Jokes (page 1)

One day, two University of Georgia students were out turkey hunting for Thanksgiving. One of the students starts having a stroke and he thinks he is dying, and he passes out. The other kid calls the police and says: "Hello, I think my partner here is dead - he isn't moving or anything." The operator replies: "Ok, its ok, go up to him and make sure he is dead." You hear a silence then all of a sudden you hear...BOOM! BOOM! The student comes back on the phone and says: "Yah, I took care of that, what now?"

Why does the St. Johns River flow north? ...... Cuz Georgia sucks!!!!!!!!

Why does a Georgia Bulldog place his diploma on the dashboard?...... So he can park in a handicapped zone!

An FSU grad sees an ad for a $99 cruise. So, he goes down to the travel agent and shells out his money. The travel agent then hits him over the head with a baseball bat, stuffs him in a sack, throws him out the back window onto a raft and cuts the raft loose. The FSU grad wakes up to find himself adrift, along with another FSU grad. The first FSU grad says "I hope they serve dinner on this cruise." The second FSU grad replies, "They didn't last year."

The FSU football team was placed in a remedial English class. The professor asked the class, "Does anyone know what comes after a sentence?" All of the players raised their hands. "The appeal," they shouted with Seminole pride.

Tennessee is the only state where road salt is a seasoning. (quoted from Jay Leno, on The Tonight Show, as he was discussing Tennessee's new road kill law)

Albert Einstein went to a party and asked people their I.Q. ....he asked this guy and the guy said,"120". Einstein said, "great, we can talk about nuclear fission". Then he asked this girl and she said,"110" and he said "great, we can talk about the angle of the worlds axis." Finally he went up to this guy and the guy said,"51" and Einstein said, "how bout them Vols!"

After Bobby Bowden dies and enters the Pearly Gates, God takes him on a tour.
He shows Bobby a little two-bedroom house with a faded FSU banner hanging from the front porch. "This is your house, coach.
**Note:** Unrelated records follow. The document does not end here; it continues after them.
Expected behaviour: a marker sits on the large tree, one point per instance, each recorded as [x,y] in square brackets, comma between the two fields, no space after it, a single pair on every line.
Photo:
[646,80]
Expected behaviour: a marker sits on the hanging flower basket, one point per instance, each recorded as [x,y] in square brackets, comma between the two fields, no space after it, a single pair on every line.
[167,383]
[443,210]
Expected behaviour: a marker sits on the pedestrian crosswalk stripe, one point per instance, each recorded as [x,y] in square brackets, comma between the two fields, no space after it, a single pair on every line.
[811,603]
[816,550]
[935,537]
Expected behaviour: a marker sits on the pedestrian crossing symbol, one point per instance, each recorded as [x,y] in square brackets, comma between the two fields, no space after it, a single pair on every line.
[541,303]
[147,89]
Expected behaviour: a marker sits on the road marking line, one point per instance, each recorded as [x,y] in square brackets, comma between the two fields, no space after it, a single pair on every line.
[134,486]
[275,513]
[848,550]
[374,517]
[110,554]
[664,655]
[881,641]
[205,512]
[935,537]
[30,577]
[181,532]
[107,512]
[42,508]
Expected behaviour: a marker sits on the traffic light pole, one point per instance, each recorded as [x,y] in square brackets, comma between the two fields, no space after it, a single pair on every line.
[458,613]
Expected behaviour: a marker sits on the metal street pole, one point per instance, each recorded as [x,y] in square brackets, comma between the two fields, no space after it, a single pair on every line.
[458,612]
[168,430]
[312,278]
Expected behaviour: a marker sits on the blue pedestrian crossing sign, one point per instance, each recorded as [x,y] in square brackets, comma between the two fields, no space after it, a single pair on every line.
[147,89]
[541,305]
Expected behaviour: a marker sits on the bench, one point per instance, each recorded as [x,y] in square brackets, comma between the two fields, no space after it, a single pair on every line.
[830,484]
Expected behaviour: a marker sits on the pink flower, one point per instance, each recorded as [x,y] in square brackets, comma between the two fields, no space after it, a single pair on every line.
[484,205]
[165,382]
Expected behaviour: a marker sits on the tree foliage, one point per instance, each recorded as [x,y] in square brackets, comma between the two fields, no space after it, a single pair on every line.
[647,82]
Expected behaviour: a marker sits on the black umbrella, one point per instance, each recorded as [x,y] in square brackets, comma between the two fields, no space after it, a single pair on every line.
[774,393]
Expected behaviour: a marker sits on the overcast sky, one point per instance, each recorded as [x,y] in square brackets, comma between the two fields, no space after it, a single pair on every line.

Most people don't get their own houses up here," God says. Bobby looks at the house, then turns around and looks at the one sitting on top of the hill.
It's a huge two-story mansion with white marble columns and little patios under all the windows. Gator flags line both sides of the sidewalk and a huge Gator banner hangs between the marble columns. "Thanks for the house, God. But let me ask you a question. I get this little two-bedroom house with a faded banner and Spurrier gets a mansion with new Gator banners and flags flying all over the place. Why is that?" God looks at him seriously for a moment. "That's not Spurrier's house," God says. "That's mine."

What do you call a drug ring in Tallahassee?........A huddle.

What do FSU grads call UF grads?....... BOSS!

Directions to Tallahassee. Go north 'till you smell it. Go west 'till you step in it.